---
title: "Clustering Individualized Survival Curves with unsurv"
author: "Imad EL BADISY"
date: "`r format(Sys.Date())`"
output: rmarkdown::html_vignette
vignette: >
  %\VignetteIndexEntry{Clustering Individualized Survival Curves with unsurv}
  %\VignetteEngine{knitr::rmarkdown}
  %\VignetteEncoding{UTF-8}
---

```{r setup, include = FALSE}
knitr::opts_chunk$set(
  collapse = TRUE,
  comment = "#>",
  fig.width = 7,
  fig.height = 4.5
)
```

The **unsurv** package clusters full survival trajectories rather than baseline covariates. This vignette walks through a minimal workflow: simulate curves, fit the model, choose the number of clusters automatically, predict new samples, and assess stability.

## Simulate individualized survival curves

We create three prognosis groups with different exponential hazards and add noise so the curves are not perfectly smooth.

```{r data}
library(unsurv)

set.seed(2026)
n <- 150
Q <- 60
times <- seq(0, 5, length.out = Q)

group <- sample(1:3, n, TRUE, prob = c(0.35, 0.4, 0.25))
haz   <- c(0.18, 0.45, 0.8)[group]

S <- sapply(times, function(t) exp(-haz * t))
S <- S + matrix(rnorm(n * Q, 0, 0.02), nrow = n)
S[S < 0] <- 0
S[S > 1] <- 1
```

## Fit clustering with automatic K selection

Leaving `K = NULL` lets **unsurv** pick the number of clusters using the mean silhouette over `2:K_max`.

```{r fit}
fit <- unsurv(S, times, K = NULL, K_max = 6, distance = "L2",
              enforce_monotone = TRUE, smooth_median_width = 5,
              standardize_cols = TRUE, eps_jitter = 0.0005)
fit
```

Key slots:

- `K`: chosen cluster count
- `clusters`: assignments for each curve
- `medoids`: representative survival curves
- `silhouette_mean`: average silhouette width

## Visualize medoids

```{r medoids-plot, fig.cap = "Cluster medoid survival curves."}
plot(fit)
```

For a ggplot2 version:

```{r autoplot, fig.cap = "Medoid curves via ggplot2 autoplot."}
library(ggplot2)
autoplot(fit)
```

## Predict cluster membership for new curves

New curves must use the same time grid as the fit. Preprocessing (clamping, monotonicity, smoothing, standardization) is reused automatically.

```{r predict}
new_curves <- S[1:5, ]
predict(fit, new_curves)
```

## Stability assessment

Resampling gives a sense of how stable the clustering is to perturbations.

```{r stability}
stab <- unsurv_stability(
  S, times, fit,
  B = 20, frac = 0.7,
  mode = "subsample",
  jitter_sd = 0.01,
  weight_perturb = 0.05,
  return_distribution = TRUE
  )
stab$mean
```

Higher mean ARI indicates more reproducible clusters.

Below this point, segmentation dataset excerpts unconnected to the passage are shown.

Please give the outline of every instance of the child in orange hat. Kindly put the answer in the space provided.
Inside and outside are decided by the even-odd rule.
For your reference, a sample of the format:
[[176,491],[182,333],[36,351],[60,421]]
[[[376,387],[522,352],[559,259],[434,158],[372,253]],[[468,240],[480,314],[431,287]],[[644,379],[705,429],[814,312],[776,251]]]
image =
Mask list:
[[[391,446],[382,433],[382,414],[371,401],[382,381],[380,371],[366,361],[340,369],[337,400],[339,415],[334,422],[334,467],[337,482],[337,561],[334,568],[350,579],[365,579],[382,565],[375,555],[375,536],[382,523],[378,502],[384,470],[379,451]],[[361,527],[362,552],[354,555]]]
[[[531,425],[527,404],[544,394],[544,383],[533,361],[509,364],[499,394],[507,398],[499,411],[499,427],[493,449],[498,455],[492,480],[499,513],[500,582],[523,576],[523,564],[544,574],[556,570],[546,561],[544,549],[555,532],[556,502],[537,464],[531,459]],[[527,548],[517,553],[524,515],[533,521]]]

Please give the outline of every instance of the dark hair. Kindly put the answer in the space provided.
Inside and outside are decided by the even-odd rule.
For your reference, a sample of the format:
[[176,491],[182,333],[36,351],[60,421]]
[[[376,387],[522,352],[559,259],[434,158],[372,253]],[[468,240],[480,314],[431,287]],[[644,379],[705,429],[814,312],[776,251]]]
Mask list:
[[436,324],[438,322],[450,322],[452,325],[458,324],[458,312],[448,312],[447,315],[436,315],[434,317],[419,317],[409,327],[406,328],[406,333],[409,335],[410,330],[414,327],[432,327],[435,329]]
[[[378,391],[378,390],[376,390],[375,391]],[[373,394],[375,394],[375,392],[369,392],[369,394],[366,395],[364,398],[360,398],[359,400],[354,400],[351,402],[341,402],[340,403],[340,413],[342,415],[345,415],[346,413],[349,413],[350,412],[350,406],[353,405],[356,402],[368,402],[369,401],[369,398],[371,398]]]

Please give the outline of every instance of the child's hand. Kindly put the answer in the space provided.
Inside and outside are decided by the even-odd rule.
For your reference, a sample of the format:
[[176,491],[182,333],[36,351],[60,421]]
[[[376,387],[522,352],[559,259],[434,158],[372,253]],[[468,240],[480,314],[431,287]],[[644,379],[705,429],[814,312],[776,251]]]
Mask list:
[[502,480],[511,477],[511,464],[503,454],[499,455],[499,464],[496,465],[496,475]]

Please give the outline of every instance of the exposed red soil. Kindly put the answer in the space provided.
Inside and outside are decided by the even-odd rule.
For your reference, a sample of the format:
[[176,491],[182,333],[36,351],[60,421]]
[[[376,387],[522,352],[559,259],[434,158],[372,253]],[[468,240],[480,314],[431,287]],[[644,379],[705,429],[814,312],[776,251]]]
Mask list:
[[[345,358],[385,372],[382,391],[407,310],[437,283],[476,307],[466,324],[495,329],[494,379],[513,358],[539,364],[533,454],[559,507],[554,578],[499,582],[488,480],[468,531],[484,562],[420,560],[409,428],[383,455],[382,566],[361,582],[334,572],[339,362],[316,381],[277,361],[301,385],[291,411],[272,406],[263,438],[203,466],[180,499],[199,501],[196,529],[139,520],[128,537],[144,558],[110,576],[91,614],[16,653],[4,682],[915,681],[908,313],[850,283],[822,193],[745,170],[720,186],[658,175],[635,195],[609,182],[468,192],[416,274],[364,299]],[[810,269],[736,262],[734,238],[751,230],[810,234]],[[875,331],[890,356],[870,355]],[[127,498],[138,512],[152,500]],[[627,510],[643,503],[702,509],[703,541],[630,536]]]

## Tips and troubleshooting

- Ensure `times` is strictly increasing and matches the number of columns in `S`.
- If curves show small upward wiggles, keep `enforce_monotone = TRUE` or increase `smooth_median_width` to an odd integer ≥ 3.
- Use `distance = "L1"` when robustness to large deviations at a few time points is desired.
- Setting `weights` lets you emphasize clinically important time windows. Weights are normalized internally.

## Reproducibility

Set `seed` inside `unsurv()` for deterministic PAM initialization and silhouette selection. Vignette figures may differ slightly because of noise added to simulated curves.